Although the NATO allies’ approach so far — punishing Russia with economic sanctions — seems to assume that the conflict will remain constricted to Ukraine and near environs, any number of events could widen the war: Cyberattacks easily spool out across national boundaries; refugees by definition export political crises to new countries; and Putin has repeatedly drawn analogies between his dismissal of Ukraine’s independence and his similar beliefs about some of the Soviet Union’s other former satellite states.

In 2004, NATO expanded up to the Russian border by adding seven countries, including the former Soviet Baltic republics of Latvia, Lithuania and Estonia.
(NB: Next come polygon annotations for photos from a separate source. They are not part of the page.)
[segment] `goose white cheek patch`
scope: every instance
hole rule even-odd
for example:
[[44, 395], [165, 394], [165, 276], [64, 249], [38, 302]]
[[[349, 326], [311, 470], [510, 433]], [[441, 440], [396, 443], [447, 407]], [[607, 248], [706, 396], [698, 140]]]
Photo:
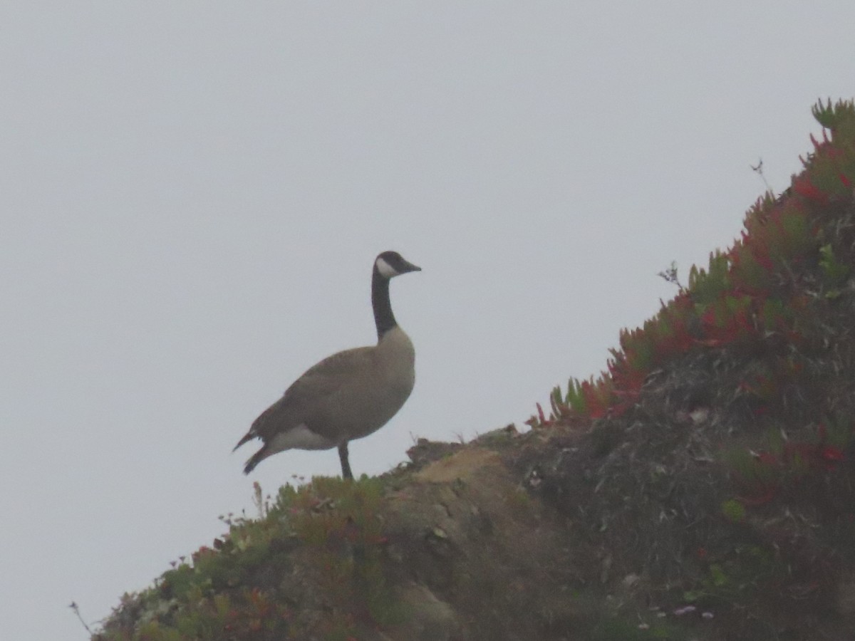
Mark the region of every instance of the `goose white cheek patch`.
[[380, 275], [386, 279], [391, 279], [392, 276], [397, 276], [398, 272], [390, 265], [388, 262], [384, 261], [382, 258], [377, 259], [377, 271], [380, 272]]

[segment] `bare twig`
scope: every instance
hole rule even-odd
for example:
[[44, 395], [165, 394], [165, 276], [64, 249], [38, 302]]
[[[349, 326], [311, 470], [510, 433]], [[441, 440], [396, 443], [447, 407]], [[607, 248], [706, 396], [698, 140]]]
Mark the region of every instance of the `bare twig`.
[[763, 173], [763, 158], [760, 158], [757, 166], [749, 165], [751, 170], [760, 176], [760, 179], [763, 180], [763, 184], [766, 185], [766, 191], [770, 193], [775, 193], [775, 190], [772, 189], [772, 185], [769, 184], [769, 180], [766, 179], [766, 174]]
[[86, 628], [86, 632], [89, 632], [89, 636], [91, 637], [92, 631], [89, 629], [89, 626], [86, 625], [86, 622], [83, 620], [83, 617], [80, 616], [80, 609], [77, 606], [77, 603], [72, 601], [71, 605], [69, 605], [68, 607], [71, 608], [72, 610], [74, 610], [75, 615], [77, 615], [77, 618], [80, 620], [80, 623], [83, 624], [83, 626]]

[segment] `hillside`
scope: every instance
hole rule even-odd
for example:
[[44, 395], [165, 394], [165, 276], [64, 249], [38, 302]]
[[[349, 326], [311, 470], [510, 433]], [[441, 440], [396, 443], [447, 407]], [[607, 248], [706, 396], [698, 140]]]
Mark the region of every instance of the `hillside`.
[[855, 106], [814, 114], [784, 194], [530, 431], [259, 489], [92, 638], [851, 638]]

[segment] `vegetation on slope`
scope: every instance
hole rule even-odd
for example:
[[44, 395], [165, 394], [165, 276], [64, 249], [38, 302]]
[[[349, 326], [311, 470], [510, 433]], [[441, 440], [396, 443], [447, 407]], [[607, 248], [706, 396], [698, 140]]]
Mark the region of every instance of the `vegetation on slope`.
[[855, 624], [855, 106], [598, 379], [257, 519], [97, 641], [822, 639]]

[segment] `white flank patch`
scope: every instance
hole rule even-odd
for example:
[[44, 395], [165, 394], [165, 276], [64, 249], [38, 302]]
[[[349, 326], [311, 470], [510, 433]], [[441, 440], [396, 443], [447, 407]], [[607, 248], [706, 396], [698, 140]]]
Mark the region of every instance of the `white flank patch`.
[[298, 425], [292, 430], [277, 434], [270, 439], [270, 454], [284, 450], [329, 450], [336, 444], [320, 434], [315, 434], [304, 425]]
[[391, 279], [392, 276], [398, 276], [398, 273], [394, 270], [394, 268], [388, 262], [384, 261], [382, 258], [377, 259], [377, 271], [380, 272], [380, 275], [385, 279]]

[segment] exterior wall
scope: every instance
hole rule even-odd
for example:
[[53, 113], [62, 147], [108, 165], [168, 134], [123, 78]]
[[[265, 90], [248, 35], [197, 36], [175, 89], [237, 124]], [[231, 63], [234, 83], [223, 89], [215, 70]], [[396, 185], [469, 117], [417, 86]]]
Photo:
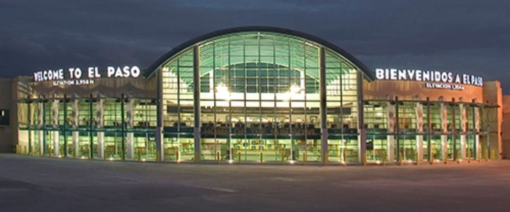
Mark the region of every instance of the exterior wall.
[[463, 101], [472, 102], [476, 99], [477, 102], [483, 102], [483, 88], [465, 85], [464, 90], [425, 88], [424, 82], [404, 81], [376, 80], [372, 82], [365, 81], [363, 84], [364, 98], [365, 100], [387, 100], [388, 96], [398, 96], [401, 100], [425, 101], [427, 97], [430, 101], [437, 101], [440, 97], [445, 101], [454, 98], [456, 101], [462, 97]]
[[108, 97], [120, 97], [122, 94], [133, 98], [156, 98], [156, 77], [103, 78], [95, 79], [94, 83], [88, 85], [53, 86], [52, 82], [30, 83], [23, 85], [30, 91], [31, 97], [37, 98], [42, 94], [45, 98], [53, 98], [56, 95], [62, 98], [88, 98], [90, 94], [97, 94]]
[[503, 123], [501, 124], [501, 151], [503, 158], [510, 158], [510, 95], [502, 96]]
[[[0, 152], [12, 151], [13, 138], [17, 130], [15, 127], [15, 111], [12, 110], [15, 104], [11, 101], [11, 82], [12, 80], [8, 78], [0, 78], [0, 110], [9, 110], [10, 124], [9, 125], [0, 125]], [[17, 137], [16, 137], [17, 138]]]
[[[501, 141], [501, 125], [503, 122], [503, 96], [501, 83], [498, 81], [488, 82], [483, 85], [483, 99], [490, 106], [488, 116], [488, 125], [490, 130], [490, 138], [487, 141], [489, 144], [489, 154], [495, 151], [498, 158], [501, 159], [502, 156]], [[492, 157], [490, 154], [489, 157]]]

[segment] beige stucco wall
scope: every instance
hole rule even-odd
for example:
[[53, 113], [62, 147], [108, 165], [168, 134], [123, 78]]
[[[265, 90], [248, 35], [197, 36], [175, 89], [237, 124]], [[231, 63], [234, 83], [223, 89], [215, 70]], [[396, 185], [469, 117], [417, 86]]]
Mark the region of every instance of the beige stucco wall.
[[478, 102], [483, 101], [483, 88], [481, 87], [464, 85], [465, 90], [453, 90], [426, 88], [424, 87], [425, 83], [410, 81], [364, 81], [363, 98], [365, 100], [388, 100], [398, 96], [399, 100], [424, 101], [428, 97], [430, 101], [438, 101], [440, 97], [443, 97], [444, 101], [451, 101], [454, 98], [455, 101], [459, 101], [462, 97], [463, 102], [471, 102], [473, 99], [476, 99]]
[[0, 125], [0, 152], [12, 151], [13, 134], [17, 131], [13, 126], [16, 114], [12, 110], [11, 82], [10, 78], [0, 78], [0, 109], [8, 110], [10, 118], [9, 125]]
[[502, 98], [503, 123], [501, 126], [502, 149], [503, 157], [510, 158], [510, 95], [504, 95]]

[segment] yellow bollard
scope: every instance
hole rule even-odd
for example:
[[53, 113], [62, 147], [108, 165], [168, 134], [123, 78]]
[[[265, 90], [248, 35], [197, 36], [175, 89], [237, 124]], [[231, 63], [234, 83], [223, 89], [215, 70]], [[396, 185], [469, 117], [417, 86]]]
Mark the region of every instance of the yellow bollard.
[[198, 152], [195, 152], [195, 163], [198, 164]]
[[461, 152], [457, 151], [457, 164], [461, 164]]
[[361, 160], [363, 163], [363, 166], [367, 166], [367, 152], [363, 152], [361, 154]]
[[237, 160], [239, 161], [238, 164], [241, 164], [241, 151], [237, 152]]
[[220, 164], [220, 152], [216, 152], [216, 162], [218, 164]]
[[262, 157], [262, 152], [260, 152], [260, 164], [262, 165], [262, 163], [263, 163], [263, 162], [264, 162], [264, 160], [263, 160], [263, 157]]
[[468, 164], [471, 164], [471, 149], [470, 149], [469, 151], [468, 151]]
[[429, 162], [429, 163], [430, 163], [430, 165], [434, 165], [434, 152], [431, 151], [430, 151], [430, 156], [429, 160], [430, 161]]
[[489, 162], [489, 150], [487, 149], [485, 150], [485, 162]]
[[[140, 151], [140, 149], [138, 149], [138, 151], [137, 152], [137, 155], [138, 155], [138, 162], [142, 162], [142, 152]], [[156, 155], [156, 157], [158, 157], [158, 156], [159, 156], [159, 155]]]
[[285, 152], [284, 151], [282, 151], [282, 165], [284, 165], [285, 163]]
[[398, 153], [398, 163], [400, 164], [400, 166], [402, 166], [402, 162], [403, 158], [403, 155], [402, 154], [402, 152]]
[[156, 151], [156, 154], [158, 154], [158, 155], [156, 155], [157, 162], [158, 163], [161, 163], [161, 161], [162, 161], [162, 158], [161, 158], [161, 150]]
[[177, 164], [179, 163], [179, 162], [181, 162], [181, 160], [179, 160], [179, 158], [181, 157], [180, 154], [180, 154], [180, 152], [179, 152], [179, 148], [177, 148], [177, 152], [175, 152], [175, 163], [176, 163]]
[[418, 158], [418, 152], [416, 152], [416, 166], [420, 164], [420, 158]]
[[347, 155], [345, 154], [345, 150], [342, 153], [342, 162], [344, 164], [344, 166], [346, 166], [347, 165]]

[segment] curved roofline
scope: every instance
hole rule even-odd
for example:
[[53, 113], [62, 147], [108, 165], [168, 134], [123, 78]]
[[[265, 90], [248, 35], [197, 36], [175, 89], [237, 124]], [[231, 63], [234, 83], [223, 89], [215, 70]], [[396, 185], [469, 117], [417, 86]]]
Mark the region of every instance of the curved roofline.
[[370, 70], [370, 69], [367, 67], [365, 64], [362, 63], [361, 61], [360, 61], [360, 60], [357, 59], [347, 51], [337, 46], [336, 45], [329, 42], [329, 41], [310, 34], [294, 30], [273, 26], [240, 26], [228, 28], [214, 31], [196, 37], [181, 44], [176, 47], [172, 48], [169, 51], [166, 52], [165, 55], [163, 55], [163, 56], [159, 58], [154, 63], [150, 65], [150, 66], [149, 66], [147, 69], [145, 70], [145, 72], [143, 75], [146, 77], [150, 77], [152, 75], [154, 71], [163, 63], [166, 62], [173, 56], [185, 49], [186, 48], [191, 46], [195, 43], [199, 43], [201, 41], [209, 40], [210, 39], [222, 35], [245, 32], [267, 32], [279, 33], [298, 37], [310, 40], [318, 43], [319, 44], [322, 45], [345, 58], [345, 59], [349, 60], [349, 61], [352, 63], [355, 66], [356, 66], [356, 67], [359, 68], [360, 70], [361, 70], [361, 71], [365, 74], [365, 76], [367, 76], [369, 81], [372, 81], [375, 79], [375, 76], [374, 75], [373, 73]]

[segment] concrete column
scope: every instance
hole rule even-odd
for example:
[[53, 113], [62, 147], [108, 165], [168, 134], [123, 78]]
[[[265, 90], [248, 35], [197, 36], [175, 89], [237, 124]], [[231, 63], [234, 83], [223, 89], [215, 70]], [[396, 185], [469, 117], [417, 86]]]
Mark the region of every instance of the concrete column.
[[395, 104], [392, 104], [390, 102], [387, 103], [387, 110], [388, 135], [386, 136], [388, 142], [386, 157], [388, 161], [391, 163], [395, 161], [395, 136], [393, 135], [395, 132]]
[[416, 152], [418, 161], [423, 160], [423, 104], [416, 103]]
[[[44, 107], [43, 103], [39, 102], [39, 127], [42, 128], [44, 127]], [[42, 129], [39, 130], [39, 150], [41, 154], [44, 153], [44, 131]]]
[[477, 107], [475, 107], [474, 110], [475, 114], [475, 128], [476, 129], [476, 135], [475, 136], [475, 150], [476, 151], [476, 159], [478, 159], [479, 157], [481, 157], [480, 152], [481, 148], [480, 146], [480, 108]]
[[466, 132], [467, 129], [467, 120], [466, 118], [466, 105], [464, 103], [460, 103], [458, 105], [461, 110], [461, 159], [465, 160], [466, 154], [466, 143], [467, 140], [467, 136]]
[[326, 163], [326, 157], [327, 157], [327, 122], [326, 122], [326, 110], [327, 108], [326, 105], [326, 64], [325, 55], [324, 48], [321, 47], [319, 50], [319, 86], [320, 88], [319, 98], [320, 103], [319, 104], [320, 113], [320, 131], [321, 131], [321, 148], [322, 148], [322, 163]]
[[[96, 115], [97, 124], [96, 125], [98, 129], [101, 129], [103, 127], [103, 117], [104, 114], [104, 103], [105, 100], [101, 98], [100, 95], [97, 95], [97, 101], [96, 105]], [[105, 157], [105, 132], [97, 132], [97, 157], [104, 158]]]
[[448, 111], [444, 103], [441, 103], [441, 128], [443, 135], [441, 135], [441, 152], [443, 159], [448, 158]]
[[365, 128], [363, 111], [363, 74], [361, 71], [356, 71], [356, 88], [358, 96], [358, 129], [359, 135], [358, 138], [358, 158], [360, 163], [364, 163], [367, 160], [367, 131]]
[[[126, 103], [126, 128], [131, 129], [133, 128], [133, 100], [129, 96], [129, 101]], [[134, 136], [133, 133], [129, 132], [126, 133], [126, 156], [128, 159], [133, 159], [135, 158], [134, 151]]]
[[76, 156], [78, 156], [78, 151], [80, 150], [79, 133], [77, 130], [78, 128], [78, 104], [79, 100], [74, 99], [72, 100], [72, 104], [71, 105], [71, 122], [72, 128], [72, 151], [76, 152]]
[[[52, 102], [52, 112], [53, 113], [52, 119], [53, 122], [53, 127], [54, 128], [58, 128], [59, 127], [59, 101], [56, 99], [54, 99], [53, 101]], [[53, 131], [53, 154], [55, 156], [58, 156], [60, 151], [59, 147], [60, 145], [59, 144], [59, 140], [60, 140], [59, 138], [59, 131], [57, 130], [55, 130]]]
[[[163, 149], [163, 70], [159, 68], [156, 71], [156, 78], [157, 80], [157, 98], [156, 99], [156, 117], [157, 123], [155, 134], [156, 140], [156, 153], [158, 154], [157, 157], [159, 158], [160, 162], [162, 162], [164, 159], [165, 152]], [[178, 78], [178, 77], [177, 77]], [[177, 81], [178, 81], [177, 78]], [[177, 85], [177, 88], [179, 87]], [[177, 89], [177, 91], [180, 89]], [[177, 118], [178, 120], [178, 118]], [[180, 122], [178, 122], [178, 123]]]
[[197, 163], [200, 162], [200, 51], [198, 45], [193, 46], [193, 138]]

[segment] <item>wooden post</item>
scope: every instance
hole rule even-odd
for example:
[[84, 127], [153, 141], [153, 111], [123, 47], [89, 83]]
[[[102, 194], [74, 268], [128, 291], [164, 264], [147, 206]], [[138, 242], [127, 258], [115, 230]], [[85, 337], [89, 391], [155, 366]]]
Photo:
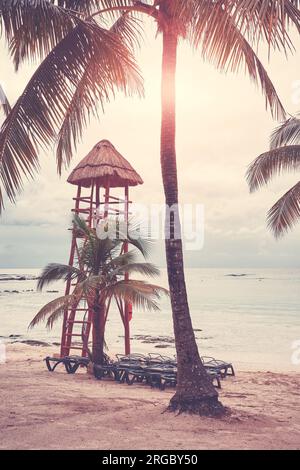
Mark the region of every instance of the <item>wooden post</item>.
[[[80, 195], [81, 195], [81, 186], [79, 185], [77, 187], [77, 195], [76, 195], [76, 201], [75, 201], [75, 214], [76, 214], [76, 211], [78, 211], [79, 209]], [[76, 250], [76, 234], [73, 228], [71, 250], [70, 250], [70, 257], [69, 257], [69, 266], [73, 266], [74, 264], [75, 250]], [[70, 294], [70, 289], [71, 289], [71, 279], [68, 279], [67, 284], [66, 284], [65, 295]], [[66, 308], [64, 311], [63, 327], [62, 327], [61, 341], [60, 341], [60, 356], [61, 357], [64, 357], [68, 354], [68, 344], [66, 344], [66, 342], [68, 343], [68, 337], [66, 336], [67, 321], [68, 321], [68, 316], [69, 316], [68, 313], [69, 313], [68, 308]]]
[[[128, 230], [128, 212], [129, 212], [129, 197], [128, 197], [128, 186], [125, 186], [125, 208], [124, 208], [124, 218], [126, 231]], [[124, 242], [124, 253], [128, 253], [128, 241]], [[129, 279], [129, 274], [125, 273], [125, 281]], [[124, 334], [125, 334], [125, 354], [130, 354], [130, 327], [129, 327], [129, 309], [128, 303], [125, 302], [124, 308]]]

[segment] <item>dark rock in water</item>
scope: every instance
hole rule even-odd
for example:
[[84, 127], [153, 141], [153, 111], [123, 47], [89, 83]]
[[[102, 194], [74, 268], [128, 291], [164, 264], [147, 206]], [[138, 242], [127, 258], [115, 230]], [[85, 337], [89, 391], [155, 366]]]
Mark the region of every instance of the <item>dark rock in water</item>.
[[142, 341], [142, 343], [175, 343], [171, 336], [150, 336], [150, 335], [134, 335], [133, 339]]
[[34, 339], [25, 339], [23, 341], [15, 341], [15, 343], [28, 344], [29, 346], [51, 346], [49, 343], [46, 343], [45, 341], [36, 341]]
[[248, 276], [248, 274], [245, 274], [245, 273], [242, 273], [242, 274], [225, 274], [225, 276], [229, 276], [229, 277], [244, 277], [244, 276]]

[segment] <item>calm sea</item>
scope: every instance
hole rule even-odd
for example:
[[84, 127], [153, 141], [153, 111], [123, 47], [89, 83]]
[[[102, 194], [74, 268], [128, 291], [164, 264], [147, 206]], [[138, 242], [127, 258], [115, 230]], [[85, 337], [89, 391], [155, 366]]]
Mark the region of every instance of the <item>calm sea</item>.
[[[31, 278], [39, 272], [13, 269], [0, 273], [0, 340], [60, 341], [60, 323], [52, 331], [46, 331], [43, 325], [27, 329], [35, 313], [63, 293], [61, 284], [48, 288], [58, 293], [37, 292], [37, 281]], [[186, 278], [202, 355], [233, 361], [244, 370], [300, 372], [300, 364], [292, 361], [293, 346], [300, 342], [300, 269], [187, 269]], [[167, 285], [165, 271], [156, 282]], [[134, 352], [174, 354], [169, 300], [162, 300], [160, 307], [161, 311], [155, 313], [134, 312]], [[122, 335], [120, 317], [112, 308], [106, 341], [114, 353], [123, 352]], [[57, 350], [53, 346], [53, 352]]]

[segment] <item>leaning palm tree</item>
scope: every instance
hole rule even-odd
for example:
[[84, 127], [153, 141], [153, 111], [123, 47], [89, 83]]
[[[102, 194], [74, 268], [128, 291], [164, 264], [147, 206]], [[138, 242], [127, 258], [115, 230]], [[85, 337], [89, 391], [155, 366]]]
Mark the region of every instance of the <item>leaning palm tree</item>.
[[262, 41], [269, 49], [292, 48], [288, 28], [300, 30], [299, 5], [300, 0], [0, 0], [16, 69], [24, 60], [42, 60], [0, 134], [0, 177], [10, 200], [23, 175], [36, 171], [41, 145], [57, 145], [61, 171], [97, 104], [104, 106], [117, 90], [141, 93], [134, 50], [143, 17], [152, 18], [162, 36], [161, 168], [166, 211], [172, 208], [165, 247], [178, 358], [170, 410], [224, 413], [200, 359], [185, 286], [175, 149], [178, 42], [189, 41], [220, 70], [244, 68], [260, 84], [273, 116], [282, 118], [284, 109], [255, 49]]
[[[249, 166], [246, 178], [250, 191], [256, 191], [283, 171], [300, 170], [300, 119], [290, 117], [271, 135], [270, 150], [257, 157]], [[275, 237], [283, 236], [300, 219], [300, 181], [271, 207], [268, 227]]]
[[[116, 238], [107, 236], [98, 238], [96, 230], [88, 227], [86, 222], [74, 217], [74, 230], [85, 240], [79, 250], [78, 266], [51, 263], [43, 270], [38, 289], [51, 282], [72, 280], [74, 291], [52, 300], [35, 315], [29, 327], [33, 328], [46, 320], [46, 326], [52, 328], [55, 321], [61, 318], [66, 308], [77, 305], [84, 300], [92, 311], [93, 342], [92, 361], [102, 364], [104, 359], [104, 333], [108, 309], [112, 300], [129, 302], [137, 308], [158, 310], [157, 301], [168, 291], [162, 287], [135, 279], [125, 279], [125, 273], [157, 276], [159, 270], [151, 263], [139, 262], [137, 252], [146, 253], [146, 240], [132, 238], [127, 241], [133, 249], [120, 254], [124, 243], [124, 234], [119, 231]], [[109, 221], [107, 222], [109, 225]], [[80, 261], [79, 261], [80, 260]]]

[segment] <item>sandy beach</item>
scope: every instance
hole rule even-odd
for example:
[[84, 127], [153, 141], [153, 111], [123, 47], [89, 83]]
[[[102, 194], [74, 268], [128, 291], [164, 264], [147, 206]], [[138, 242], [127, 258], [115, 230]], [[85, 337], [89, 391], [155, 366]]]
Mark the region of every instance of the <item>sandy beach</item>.
[[299, 449], [300, 377], [237, 371], [222, 382], [222, 420], [163, 413], [172, 394], [49, 373], [54, 348], [9, 344], [0, 365], [1, 449]]

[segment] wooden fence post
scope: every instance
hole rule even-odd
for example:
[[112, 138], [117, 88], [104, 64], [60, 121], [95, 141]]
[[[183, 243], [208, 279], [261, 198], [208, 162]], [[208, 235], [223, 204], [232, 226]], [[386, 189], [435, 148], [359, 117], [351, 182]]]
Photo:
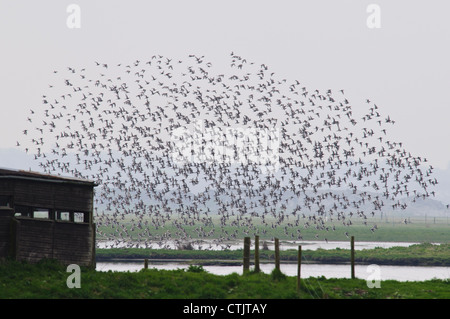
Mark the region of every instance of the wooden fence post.
[[302, 265], [302, 246], [298, 246], [298, 256], [297, 256], [297, 291], [300, 292], [300, 269]]
[[250, 270], [250, 237], [244, 238], [244, 273]]
[[259, 267], [259, 236], [255, 236], [255, 272], [260, 272]]
[[275, 238], [275, 268], [280, 270], [280, 241]]
[[350, 263], [352, 279], [355, 279], [355, 236], [352, 236], [350, 241]]

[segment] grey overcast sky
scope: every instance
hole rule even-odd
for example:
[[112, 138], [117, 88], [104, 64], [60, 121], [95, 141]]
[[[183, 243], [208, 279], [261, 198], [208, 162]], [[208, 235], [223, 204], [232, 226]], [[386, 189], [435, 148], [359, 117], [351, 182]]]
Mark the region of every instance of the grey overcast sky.
[[[67, 7], [77, 4], [80, 28]], [[369, 28], [370, 4], [380, 28]], [[393, 140], [450, 163], [450, 1], [0, 1], [0, 148], [14, 148], [53, 70], [230, 52], [314, 90], [345, 89], [396, 121]], [[1, 159], [0, 159], [1, 166]]]

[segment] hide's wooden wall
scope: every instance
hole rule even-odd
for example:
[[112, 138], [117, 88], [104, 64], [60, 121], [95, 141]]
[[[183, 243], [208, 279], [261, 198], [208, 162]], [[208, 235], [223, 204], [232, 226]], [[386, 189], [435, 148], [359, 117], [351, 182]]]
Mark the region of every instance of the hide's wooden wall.
[[0, 179], [0, 195], [13, 197], [13, 205], [91, 212], [93, 186]]
[[11, 219], [9, 216], [0, 216], [0, 259], [10, 254]]
[[16, 260], [33, 263], [53, 258], [66, 265], [95, 266], [95, 224], [14, 219]]

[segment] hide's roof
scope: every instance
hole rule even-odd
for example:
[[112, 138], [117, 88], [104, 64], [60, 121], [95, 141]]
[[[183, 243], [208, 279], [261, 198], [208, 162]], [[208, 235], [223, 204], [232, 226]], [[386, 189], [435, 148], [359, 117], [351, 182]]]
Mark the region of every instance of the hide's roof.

In 2008, when NATO discussed taking Ukraine and Georgia into the alliance sometime in the future, Putin reacted sharply.

“It’s easy for Putin to convince the typical Russian that he had no choice but to do this because he says America rubbed the Russians’ face in the sand” by expanding NATO right up to Russia’s western borders, O’Hanlon said.

The conflict in Ukraine will inevitably raise fears in those other former Soviet states that the Russian leader will come after them next, and any virus of anxiety in those NATO member countries will spread almost instantly to the rest of the 30-nation alliance.

Although many Americans will view the news of the coming weeks as noise about “a faraway place that we shouldn’t care about,” Benjamin said, that attitude may well be a luxury the country cannot afford. “Russia has always had the power to ruin your day — and the desire to do so.”